The measures will be announced in the next few weeks and come as the game is facing unprecedented financial problems. They follow a large-scale survey by Mori commissioned by Adam Crozier, the FA's chief executive, soon after his appointment two-and-a-half years ago.

The survey, involving thousands of interviews at all levels of the game, delivers the chilling verdict that only a dramatic – and draconian – restructuring of the game's finances can head off a disastrous decline in its role as a cornerstone of national life.

The first result of the Mori findings will be the setting up of an American-style clearing house to monitor and supervise all transfer deals. It will also monitor the role of players' agents, who have over recent years been driving up the wages of individual players while often flouting the terms and the spirit of existing contracts.
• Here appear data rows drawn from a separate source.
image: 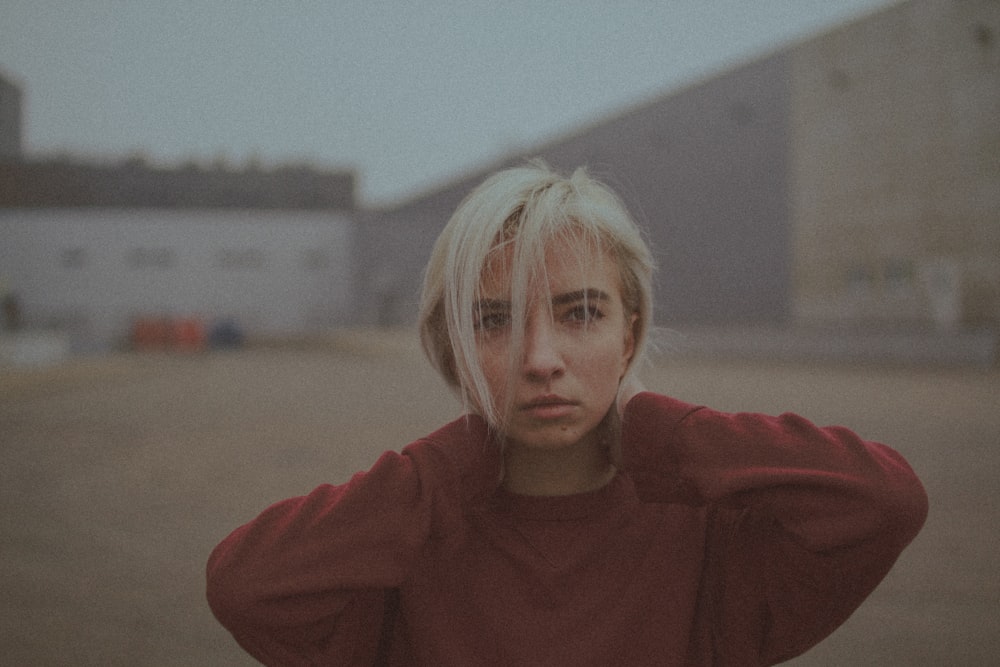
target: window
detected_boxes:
[127,248,177,269]
[215,248,265,270]
[59,248,87,269]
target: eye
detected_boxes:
[476,312,510,333]
[563,303,604,324]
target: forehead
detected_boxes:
[480,236,620,296]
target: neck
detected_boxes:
[503,442,617,496]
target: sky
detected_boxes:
[0,0,897,206]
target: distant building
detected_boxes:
[0,71,23,162]
[0,0,1000,360]
[0,147,356,350]
[358,0,1000,328]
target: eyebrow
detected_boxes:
[475,287,611,312]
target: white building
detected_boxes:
[0,208,354,349]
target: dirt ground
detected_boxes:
[0,335,1000,667]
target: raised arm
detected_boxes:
[623,393,927,664]
[207,417,498,665]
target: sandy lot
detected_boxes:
[0,335,1000,667]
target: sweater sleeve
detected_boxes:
[207,417,499,665]
[623,393,927,665]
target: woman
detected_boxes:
[208,160,927,666]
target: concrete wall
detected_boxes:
[359,55,791,324]
[0,71,23,160]
[790,0,1000,328]
[0,209,355,349]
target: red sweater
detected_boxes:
[208,393,927,667]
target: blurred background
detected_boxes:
[0,0,1000,665]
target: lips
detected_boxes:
[519,395,579,419]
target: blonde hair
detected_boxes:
[418,160,653,430]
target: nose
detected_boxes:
[523,313,564,381]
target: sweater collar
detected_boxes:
[493,472,638,521]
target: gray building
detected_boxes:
[0,70,23,162]
[359,0,1000,328]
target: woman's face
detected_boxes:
[475,239,636,449]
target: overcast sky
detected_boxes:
[0,0,896,205]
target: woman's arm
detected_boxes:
[623,393,927,664]
[207,417,498,665]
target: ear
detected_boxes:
[622,313,639,374]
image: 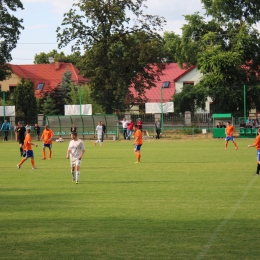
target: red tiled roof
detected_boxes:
[10,62,90,96]
[132,63,195,103]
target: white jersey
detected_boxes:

There will be discussions between the Premiership, Football League, the FA and the Professional Footballers' Association on the pressing need to cap salaries and general budgets, which is a concept long accepted in the multi-million-dollar professional sports industry in the United States.

In an exclusive interview, Mr Crozier told The Independent: "Football has gone through a period of monumental growth and it has to be recognised that no business can ever keep going like that. It has to level off at some point. The trick is to sort yourself out before it does."

Ironically, the Mori report, which in essence tells football to change its financial thinking or die, arrived at the FA's Soho Square offices just before the collapse of ITV Digital, which is costing Football League clubs about £140m of largely mortgaged income and threatening the survival of at least half of them.

Mr Crozier added: "This whole survey took nine months and it leaves no doubt that one issue, whether you are a Sunday morning player or someone right at the top, stands above all – it is finance and its effect on football.

"It has confirmed our belief that the long-term viability of the game has to be at the top of our priorities. There are lots of people in football who want it to work and what we have to do is get together with all elements in the game and find a way that works for everybody.

"Maybe this won't be in the way everyone envisages, and certainly not the way it has always been, but life is changing for everyone these days and football cannot hope to be an exception.

"We have to start this whole exercise from the position that football is the national game and people love it. So we have got to make it work in new conditions. The instinct here at the FA is to create a sense of controlled change. Rather than seeing the need for change as a bad thing, it has to be embraced by everybody who grasps that football matters so much to so many people. We should know now that in a few short weeks only God knows how many things can happen in football.

"We can't just sit around saying we want everything to stay the same. That's just not going to happen. It can't happen."

Mr Crozier, the former chief executive of the Saatchi & Saatchi advertising company, recognises that he faces his biggest challenge. He has to lead the fight to rationalise the wild economics of English football.